The summer tanager is covered in rosy red to orange plumage from head to tail, alongside their special tune. These birds are apparently one of the most striking birds in North America.
The male adult Summer Tanagers are completely radiant red; the immature males are dull yellow-olive with smudged patches of red. Females are variable in shading, going from pale dull yellow to more lighter orange.
The summer tanager is the only completely red bird in North America, and it is a sight to behold against the green leaves of the woods. They breed once every year, and each summer they raise one brood.
They keep one mate all through each reproducing season, but not really in successive seasons, which means they are sequentially monogamous.
The summer tanager or the Piranga rubra is a medium-sized American songbird, formerly in the Thraupidae tanager family. This bird and different members of its genus are now arraigned in the cardinal family, Cardinalidae.
The summer tanager likes to reside in regions of the open woods, particularly regions harboring oak trees. These birds eat honey bees and wasps specifically, but they can also feast on different insects and eat berries occasionally.
Summer Tanagers stay fairly high in the forest shelters. There, they stand by and afterward sally out to catch insects flying in midair. They can also move gradually along branches of trees to gather food.
Meet the Summer Tanager
The male summer tanagers are radiant rose or orange-red all through the year and this specie is 6.7 inches long. They are differentiated from the scarlet tanager as a result of their plumage, which is paler.
In addition and in light of the fact that the Summer tanager’s wings are not black but red.
Instagram/thenatureboy_turnerwilkesIsn’t she a beauty?Juvenile males will generally look like females as they are both radiant yellow-green—more yellowish on the head and underparts and somewhat greener on the wings and back.
Look at those colors…
In general, females will be more olive above and orange-yellow underneath. Their wings and tail have an olive-brown color, and for certain females, they develop male pigmentation as they grow older.
The striking bird has huge, thick bills that are blunt-tipped.
The male summer tanager has a sweet, whistling tune like that of an American Robin; both genders give an unmistakable pit-ti-tuck call note.
Let’s build a nest!
Whenever they have shown up in their breeding places in spring, Summer Tanagers ordinarily construct a nest on a horizontal branch somewhere between 2.5 to 10.5 meters above the ground. The bird’s nest is exclusively built by the female from herbaceous vegetation lined with grass, and in this nest 3 to 4 eggs are laid.
Sightseeing time…
Again, incubation is done exclusively by the female and it lasts between 12 to 13 days. The male, contingent on his inclination, might take care of the female during this time or he may care for his feathers.

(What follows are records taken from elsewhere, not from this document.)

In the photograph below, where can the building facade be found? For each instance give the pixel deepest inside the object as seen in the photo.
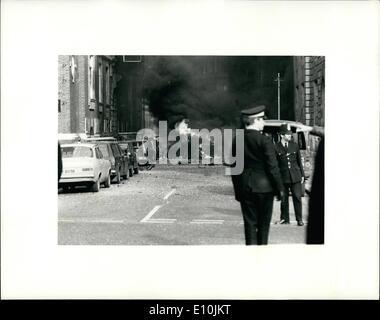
(87, 102)
(309, 79)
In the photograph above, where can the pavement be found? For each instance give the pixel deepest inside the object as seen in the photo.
(168, 205)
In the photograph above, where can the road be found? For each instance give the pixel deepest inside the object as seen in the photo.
(168, 205)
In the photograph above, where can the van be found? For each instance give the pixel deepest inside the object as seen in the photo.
(112, 151)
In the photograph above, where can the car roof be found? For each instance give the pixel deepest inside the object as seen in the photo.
(277, 123)
(100, 139)
(89, 145)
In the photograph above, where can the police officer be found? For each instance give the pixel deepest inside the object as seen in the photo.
(260, 180)
(289, 160)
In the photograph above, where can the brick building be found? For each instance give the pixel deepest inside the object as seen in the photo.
(309, 80)
(86, 99)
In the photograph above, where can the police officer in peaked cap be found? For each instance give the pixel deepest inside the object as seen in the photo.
(292, 173)
(260, 180)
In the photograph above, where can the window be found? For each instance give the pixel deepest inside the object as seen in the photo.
(91, 77)
(100, 75)
(104, 150)
(108, 100)
(115, 150)
(77, 152)
(98, 154)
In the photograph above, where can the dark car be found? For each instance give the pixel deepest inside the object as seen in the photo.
(112, 151)
(131, 152)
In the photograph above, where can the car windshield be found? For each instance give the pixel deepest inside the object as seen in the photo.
(103, 148)
(77, 152)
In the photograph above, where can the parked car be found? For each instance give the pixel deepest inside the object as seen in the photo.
(84, 164)
(300, 136)
(131, 152)
(112, 151)
(141, 152)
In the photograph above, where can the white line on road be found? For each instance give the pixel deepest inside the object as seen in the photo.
(169, 194)
(200, 221)
(151, 213)
(161, 220)
(89, 221)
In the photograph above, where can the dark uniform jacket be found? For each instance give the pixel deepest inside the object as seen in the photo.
(290, 162)
(261, 173)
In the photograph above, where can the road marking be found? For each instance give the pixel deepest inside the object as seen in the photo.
(89, 221)
(151, 213)
(202, 221)
(161, 220)
(169, 194)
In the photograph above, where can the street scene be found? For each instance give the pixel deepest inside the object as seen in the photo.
(168, 205)
(148, 148)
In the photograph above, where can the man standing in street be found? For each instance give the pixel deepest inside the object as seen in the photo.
(289, 160)
(260, 180)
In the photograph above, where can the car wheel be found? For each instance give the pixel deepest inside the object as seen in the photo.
(118, 177)
(107, 183)
(96, 186)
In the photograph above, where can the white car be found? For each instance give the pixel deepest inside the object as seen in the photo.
(83, 164)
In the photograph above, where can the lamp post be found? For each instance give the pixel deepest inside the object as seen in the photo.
(278, 80)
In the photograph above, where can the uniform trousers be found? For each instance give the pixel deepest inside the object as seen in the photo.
(257, 214)
(296, 189)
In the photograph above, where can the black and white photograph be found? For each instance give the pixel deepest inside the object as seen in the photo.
(178, 151)
(145, 143)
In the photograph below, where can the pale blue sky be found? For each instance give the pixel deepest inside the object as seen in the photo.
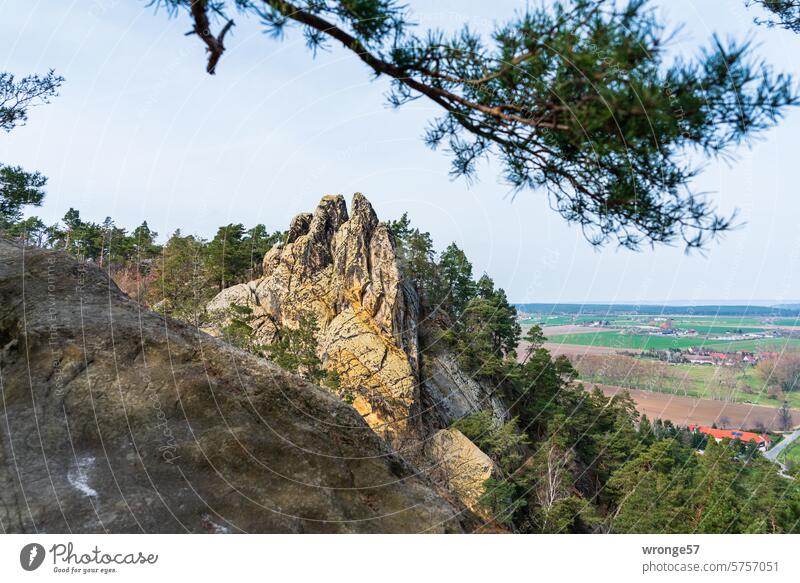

Notwithstanding, when the chicks are hatched, the male moves ahead in full speed to aid the female in feeding and also watches out for their needs. The chicks leave their home after 8 to 10 weeks.
Don’t I look gorgeous?
Have a look…
Watch and listen to the summer tanager below:
In the southern and eastern United States, the region south of southern Pennsylvania and northern Illinois are where these species of birds can be found. In the winter, they relocate to northern South America and Mexico.
This species has an incredibly enormous range. Hence, they don’t move toward the Vulnerable threshold under the IUCN range size criterion.